Energy for Tomorrow is particularly looking to support entrepreneurs from underrepresented groups, who have concepts and innovations to tackle climate change, lower energy bills, and deliver real impact to people and communities.

Six to ten selected organisations will get a grant of £100,000-£500,000, provided over a period of up to three years. Priority will be given to smaller organisations with turnover of less than £1m and to projects focused on the UK. Charities, CICs and not-for-profit and for-profit companies and enterprises with a clear social mission can all apply.

 

UK: £5.5m dormant assets boost to help social lender grow ten-fold – saving consumers £58m

Social lender Fair for You – which provides a nonprofit alternative to high-cost credit – is set to grow ten-fold thanks to an injection from Fair4All Finance.

The funds will allow Fair for You to help hundreds of thousands more families to buy essential household items at an affordable cost.

Fair for You has been awarded a £5m equity investment, to be drawn down over two years, plus a £500,000 grant as part of the Affordable Credit Providers Pilot Capacity Building and Scale-up programme, run by Fair4All Finance. The latter was set up last year and is funded by dormant assets.

The equity investment gives Fair for You a stronger balance sheet, allowing it to make 250,000 loans per year in five years’ time. This is expected to deliver at least £58m in cost savings to customers each year by avoiding high-cost, short-term credit. The grant will go towards product development and impact reporting, which is hoped to attract further social investment.

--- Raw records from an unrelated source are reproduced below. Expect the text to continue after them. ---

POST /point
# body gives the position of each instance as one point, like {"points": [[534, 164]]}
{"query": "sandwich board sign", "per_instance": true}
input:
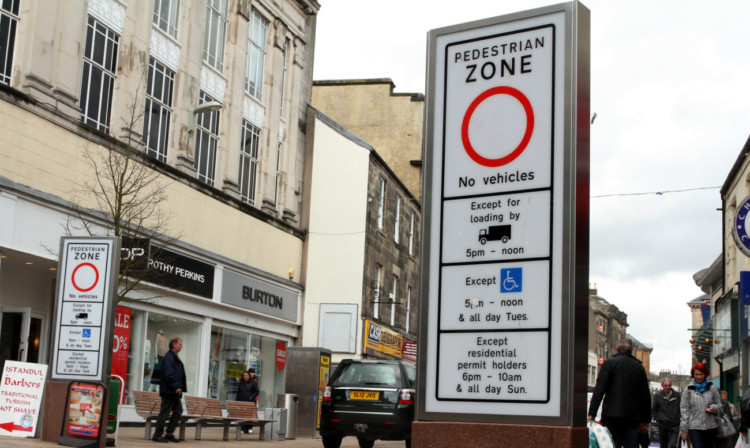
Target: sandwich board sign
{"points": [[506, 217]]}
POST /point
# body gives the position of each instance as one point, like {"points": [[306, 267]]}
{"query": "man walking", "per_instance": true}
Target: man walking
{"points": [[172, 384], [666, 412], [627, 406]]}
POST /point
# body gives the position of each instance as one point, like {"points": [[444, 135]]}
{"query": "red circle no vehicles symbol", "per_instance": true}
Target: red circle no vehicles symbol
{"points": [[501, 90], [82, 279]]}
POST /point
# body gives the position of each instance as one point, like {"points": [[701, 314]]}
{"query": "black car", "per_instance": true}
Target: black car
{"points": [[369, 399]]}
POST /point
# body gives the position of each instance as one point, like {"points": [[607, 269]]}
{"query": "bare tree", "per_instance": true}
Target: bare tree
{"points": [[130, 198]]}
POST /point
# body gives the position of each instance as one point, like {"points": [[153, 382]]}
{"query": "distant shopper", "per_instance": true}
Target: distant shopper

Angela Clements, founder and CEO of Fair for You, said: “With more than 11m people in the UK having less than £100 in savings, there are huge numbers of families who are just one unexpected bill or bit of bad luck away from a crisis… There is an urgent need for affordable credit – something exacerbated by the Covid-19 crisis which is threatening the finances of vulnerable families across the country. We’re delighted that the government has recognised this by putting money into Fair4All, and that Fair4All has acknowledged our success to date, and our future potential, with this investment.”

 

UK: Doctor-on-demand service secures £2m investment

SME investor IW Capital has completed a £2 million series A investment in GPDQ, a ‘doctor-on-demand’ service founded in 2015 that connects NHS doctors, nurses, pharmacists and other specialists with patients across the UK.

London-based impact investment bank ClearlySo provided investor introductions to GPDQ, including to IW Capital.

ClearlySo was also involved in the raise of $10m (from Nesta Impact Investments, Guinness Asset Management and clients of Stonehage Fleming and ClearlySo) for BibliU, a digital learning platform for US and UK students; and in an £800,000 raise for Zaigo, an energy tech platform.
 

Kenya: Food delivery company Twiga gets $5m from US to improve food security

Twiga Foods in Kenya has received the first disbursement of a $5m loan from the US International Development Finance Corporation.

Twiga buys fresh produce from 17,000 farmers and processed food from manufacturers and then delivers it to 8,000 vendors. The DFC loan will help it to secure additional trucks and delivery vans as well as cold-storage equipment to move more food to market.

The investment comes as the UN's World Food Programme has warned of a potentially devastating effect in east Africa of the Covid-19 pandemic. Food insecurity could more than double in just three months, according to reports. Kenya and other countries in the region are also facing a damaging desert locust invasion.  

Twiga previously raised $24m to digitise food distribution, in a Series B equity round led by Goldman Sachs, with an additional $6m in debt from OPIC and Alpha Mundi.